The creation of an Irish Catholic urban proletariat; the development of areas of de facto segregation in cities; the accentuation of religious conflict...the differentiation of the Irish population into Irish and Ulster Irish factions...the introduction of a tradition of violence to gain economic, religious and political ends; and greatly increased crime.
For Duncan, these features were so evident that his main interest was in answering various "why" questions.
Why did the Irish peasant become a city man? Why did he prefer an urban slum to an independent farmstead, refusing great attractions and resisting strong pressures to take up land. Why did he accept lower wages, separation from his family, exploitation and danger in railroading, logging and canal work when better wages and conditions were offered by farmers.

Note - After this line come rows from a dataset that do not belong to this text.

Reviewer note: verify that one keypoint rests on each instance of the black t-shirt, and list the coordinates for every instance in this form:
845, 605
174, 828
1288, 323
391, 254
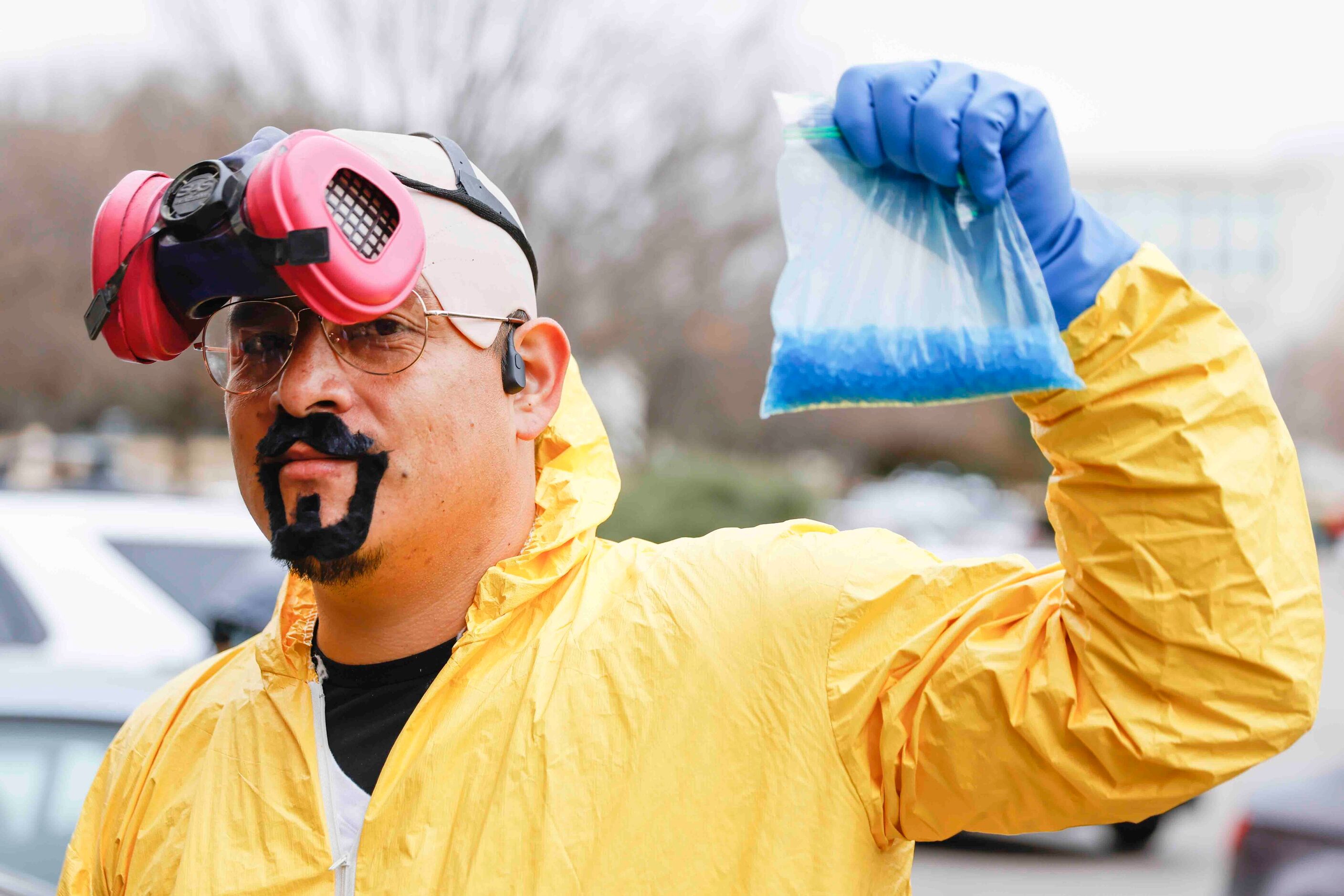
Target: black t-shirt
368, 707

What made the Irish so violent in their relations among themselves and with others? Why did they live in crowded tenemants never out of sight and sound of neighbours?
More important than Duncan's explanation that these features reflected the transfer and persistence of aspects of the social order in Ireland was the image be projected of Canadian's Irish Catholics as an unskilled, ghettoized unruly, almost tribal group.

Pentland's focus was less fixed on the famine immigrants but the image that emerged was much the same. According to him, the "migration of Irish peasants, mostly from Munster and Connaught, was to provide the main constitution of Canada's capitalistic (labour) market." They worked on canals, in the timber industries. on railways and in unskilled work in towns and cities. Portand's characterization of Irish-Catholics was as follows:

The Irish peasant was hard working for others, indolent for himself, ignorant, superstitious, fervent, beligerent, sociable, but his distinctive characteristic, in relation to the labour market, was his preference for wage employment. Unlike all earlier arrivals in North America, he never wanted to be an independent farmer. Whether because of his remoteness from the Protestant ethic or because the countryman's position was so hopeless in Ireland, where wage employment offered the only chances, the Irish peasant clung to wage work in spite of every hazard of low pay, uncertain employment and abiminable conditions.

These quotations from Pentland and Duncan speak mainly to the first two questions posed. But what about the absorption of Irish Catholics into Canadian sociey? Duncan did not deal with the matter at all. Portland claimed that although the second generation of Irish Catholics still "clung to the cities" they did progress economically, "dispersed among many occupations", and saved to acquire a lot, build a house...put funds in savings banks", thereby integrating into their environment by the 1860's.